I think you're missing the point. We are weary of Facebook's decision to enter the Fediverse exactly because we know it sees the Fediverse as a long-term threat and it could try to extinguish it. While they at first would adopt open standards and protocols, what stops them from creating proprietary extensions and using those and its dominance and resources to make it difficult for users to switch to other platforms in the Fediverse?
Nothing, which should probably raise concerns around how good a standard ActivityPub actually is if all it takes to drive a truck through its intent is one bad actor.
Is it really fair to call Facebook just one bad actor?

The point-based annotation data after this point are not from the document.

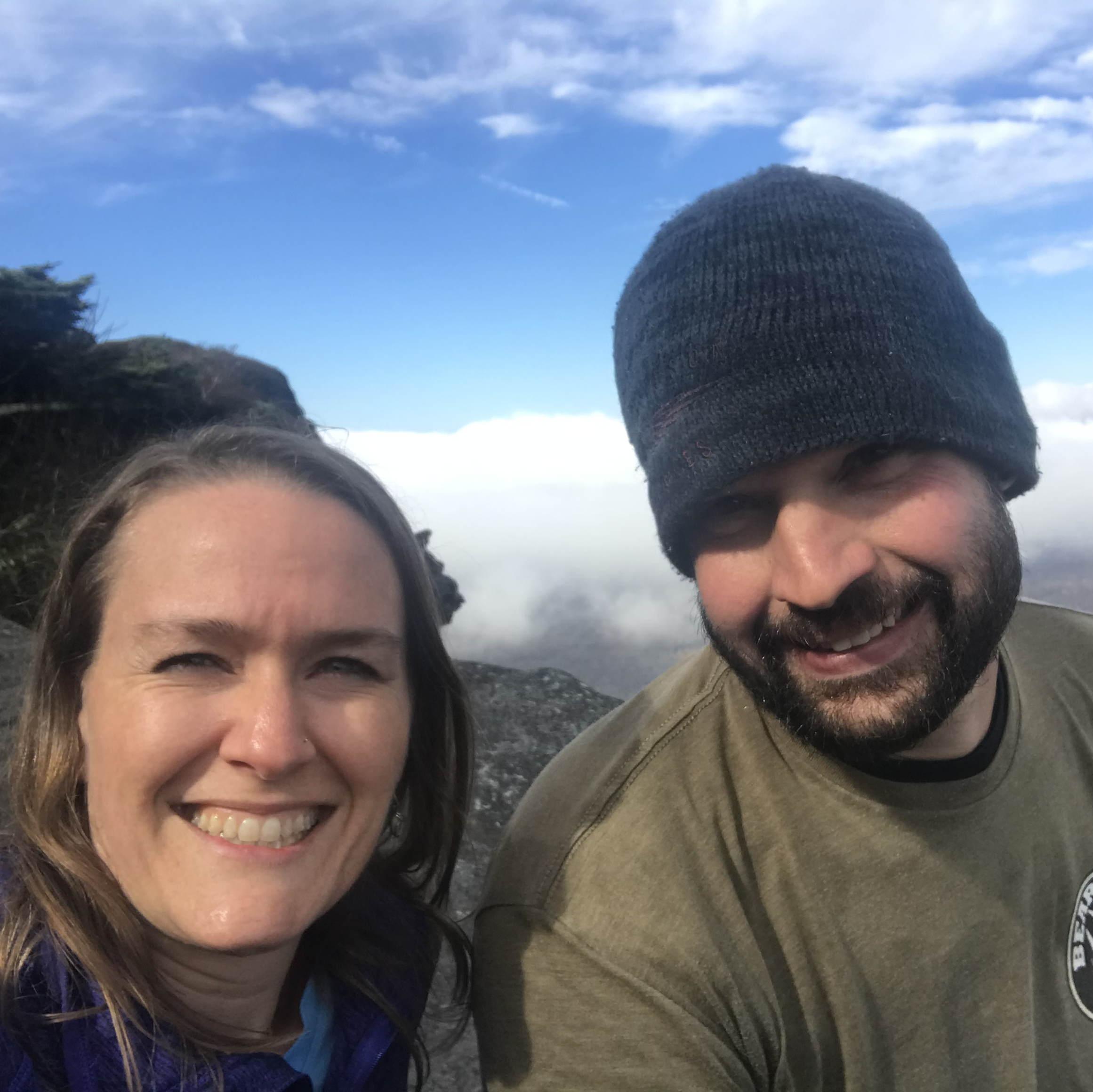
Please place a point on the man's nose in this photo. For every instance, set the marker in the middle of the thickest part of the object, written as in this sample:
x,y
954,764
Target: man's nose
x,y
817,554
268,730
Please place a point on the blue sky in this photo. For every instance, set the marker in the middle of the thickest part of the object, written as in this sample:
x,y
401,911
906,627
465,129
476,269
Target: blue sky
x,y
422,211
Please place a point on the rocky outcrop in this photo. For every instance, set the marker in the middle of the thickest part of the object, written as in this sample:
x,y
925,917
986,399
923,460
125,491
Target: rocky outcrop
x,y
523,718
68,418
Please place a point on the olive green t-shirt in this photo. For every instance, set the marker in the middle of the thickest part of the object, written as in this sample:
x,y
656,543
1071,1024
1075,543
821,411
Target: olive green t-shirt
x,y
690,899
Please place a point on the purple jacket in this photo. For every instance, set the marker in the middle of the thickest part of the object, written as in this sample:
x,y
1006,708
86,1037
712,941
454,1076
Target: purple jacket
x,y
82,1055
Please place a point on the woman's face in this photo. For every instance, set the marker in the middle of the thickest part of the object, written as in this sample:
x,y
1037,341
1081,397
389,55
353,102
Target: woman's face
x,y
246,714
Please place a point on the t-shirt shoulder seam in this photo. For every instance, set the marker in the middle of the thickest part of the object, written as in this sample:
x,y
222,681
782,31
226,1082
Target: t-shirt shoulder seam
x,y
555,923
1069,610
664,734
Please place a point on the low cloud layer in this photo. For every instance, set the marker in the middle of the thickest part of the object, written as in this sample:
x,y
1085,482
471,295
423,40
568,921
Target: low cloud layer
x,y
544,522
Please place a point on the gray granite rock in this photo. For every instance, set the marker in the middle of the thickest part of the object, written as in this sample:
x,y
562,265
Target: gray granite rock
x,y
523,720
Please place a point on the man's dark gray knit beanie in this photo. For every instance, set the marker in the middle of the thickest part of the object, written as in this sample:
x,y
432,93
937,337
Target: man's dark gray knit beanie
x,y
792,312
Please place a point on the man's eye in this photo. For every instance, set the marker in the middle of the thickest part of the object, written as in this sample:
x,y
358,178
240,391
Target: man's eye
x,y
731,523
189,660
879,459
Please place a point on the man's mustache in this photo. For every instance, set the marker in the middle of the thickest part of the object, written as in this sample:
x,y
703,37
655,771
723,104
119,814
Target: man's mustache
x,y
861,605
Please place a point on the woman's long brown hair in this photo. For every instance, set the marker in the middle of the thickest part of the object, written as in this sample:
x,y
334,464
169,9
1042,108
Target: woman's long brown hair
x,y
60,893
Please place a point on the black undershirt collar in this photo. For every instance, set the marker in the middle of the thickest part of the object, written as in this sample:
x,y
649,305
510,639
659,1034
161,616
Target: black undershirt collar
x,y
950,770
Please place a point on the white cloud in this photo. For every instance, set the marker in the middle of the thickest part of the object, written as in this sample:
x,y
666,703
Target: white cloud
x,y
384,143
535,510
1073,73
698,110
940,157
531,195
1061,257
304,109
1052,401
686,66
120,192
504,126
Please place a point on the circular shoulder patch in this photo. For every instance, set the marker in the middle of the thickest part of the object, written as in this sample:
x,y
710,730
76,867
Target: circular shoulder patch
x,y
1080,949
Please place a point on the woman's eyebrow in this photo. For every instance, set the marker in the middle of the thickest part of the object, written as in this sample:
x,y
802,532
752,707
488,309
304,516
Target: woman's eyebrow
x,y
221,630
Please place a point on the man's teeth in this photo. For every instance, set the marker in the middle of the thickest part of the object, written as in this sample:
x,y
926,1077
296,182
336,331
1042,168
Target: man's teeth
x,y
867,635
277,832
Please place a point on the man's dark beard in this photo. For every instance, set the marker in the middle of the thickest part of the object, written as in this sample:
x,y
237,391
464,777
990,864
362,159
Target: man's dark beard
x,y
935,682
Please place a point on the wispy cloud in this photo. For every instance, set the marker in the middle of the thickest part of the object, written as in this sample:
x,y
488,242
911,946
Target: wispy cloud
x,y
564,518
1065,256
941,157
384,143
531,195
863,88
504,126
120,192
698,110
1069,72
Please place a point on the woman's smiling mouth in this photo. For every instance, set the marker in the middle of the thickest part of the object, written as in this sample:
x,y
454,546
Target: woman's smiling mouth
x,y
241,827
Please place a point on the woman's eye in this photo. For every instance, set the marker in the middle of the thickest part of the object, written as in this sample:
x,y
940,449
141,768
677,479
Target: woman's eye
x,y
348,666
192,660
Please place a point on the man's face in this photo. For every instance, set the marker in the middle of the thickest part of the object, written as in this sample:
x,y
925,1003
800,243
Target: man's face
x,y
860,592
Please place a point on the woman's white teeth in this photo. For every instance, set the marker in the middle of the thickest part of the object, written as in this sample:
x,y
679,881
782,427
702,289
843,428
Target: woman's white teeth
x,y
278,831
867,635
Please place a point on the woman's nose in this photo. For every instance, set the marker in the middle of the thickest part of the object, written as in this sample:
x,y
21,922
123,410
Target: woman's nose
x,y
268,730
817,554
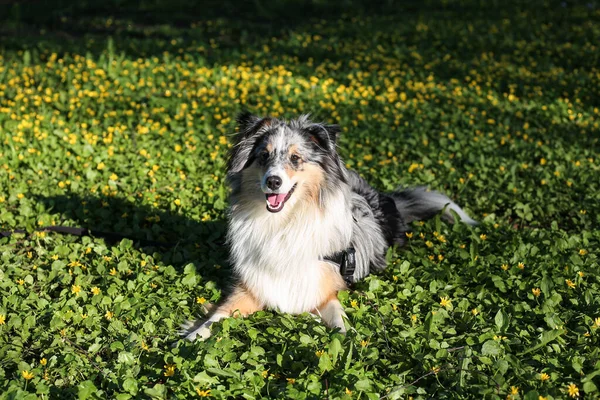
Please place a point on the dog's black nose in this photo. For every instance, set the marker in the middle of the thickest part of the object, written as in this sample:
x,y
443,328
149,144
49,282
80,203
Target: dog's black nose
x,y
273,182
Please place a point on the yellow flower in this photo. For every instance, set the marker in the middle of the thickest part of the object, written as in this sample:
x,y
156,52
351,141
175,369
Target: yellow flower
x,y
27,375
445,302
203,393
169,369
573,390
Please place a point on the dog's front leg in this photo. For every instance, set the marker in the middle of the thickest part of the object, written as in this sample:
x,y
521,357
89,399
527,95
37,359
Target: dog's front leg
x,y
239,303
332,314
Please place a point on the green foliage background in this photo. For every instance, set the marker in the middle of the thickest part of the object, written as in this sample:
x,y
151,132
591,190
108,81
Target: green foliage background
x,y
117,116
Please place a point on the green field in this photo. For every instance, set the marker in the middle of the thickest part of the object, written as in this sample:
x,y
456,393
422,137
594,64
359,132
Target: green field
x,y
117,116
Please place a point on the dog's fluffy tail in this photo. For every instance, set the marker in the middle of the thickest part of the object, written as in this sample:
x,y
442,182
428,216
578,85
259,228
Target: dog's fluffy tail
x,y
417,204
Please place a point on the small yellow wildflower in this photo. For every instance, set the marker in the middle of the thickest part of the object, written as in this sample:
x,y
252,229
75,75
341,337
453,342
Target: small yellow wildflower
x,y
573,390
445,302
27,375
169,369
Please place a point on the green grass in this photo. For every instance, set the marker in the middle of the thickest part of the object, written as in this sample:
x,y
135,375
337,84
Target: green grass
x,y
117,117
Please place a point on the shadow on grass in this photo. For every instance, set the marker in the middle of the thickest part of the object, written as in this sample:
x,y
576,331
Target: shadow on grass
x,y
178,238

It's one of the largest corporations in the world, has some of the largest social media and messaging platforms out there. In terms of resources, there are very few companies, let alone individuals or groups, that can compete with Facebook.
If you look at it in these terms, you understand that Facebook has an interest in making sure that ActivityPub doesn't too large without Facebook having a say in it. If it could control the whole internet, I'm sure it would. So, no, I don't agree with your framing of the issue.
I mean, it is just one bad actor.
I don't think that ActivityPub is having any present difficulty keeping itself niche without Facebook's help - fedi has a total active user base of something like 2million, it's very literally a rounding error on Meta's user numbers. If there's a battle here, Facebook is already winning.
Here's an article that goes into detail about why Facebook joining the Fediverse means the end of the Fediverse: https://ploum.net/2023-06-23-how-to-kill-decentralised-networks.html.
I'd guess the plan is that if the fediverse and meta mingles together, the fedi-users start to follow the meta users in such amount that when the breakup finally happens, they are reliant on meta to continue. People stay on facebook, eating the ads and manipulation just because their mothers and friends are there.
Just thought about the future nightmare of receiving an invite on mastodon to a friends private meta-instance "party" and to view it you are suddenly offered to either decline or import your fedi-account.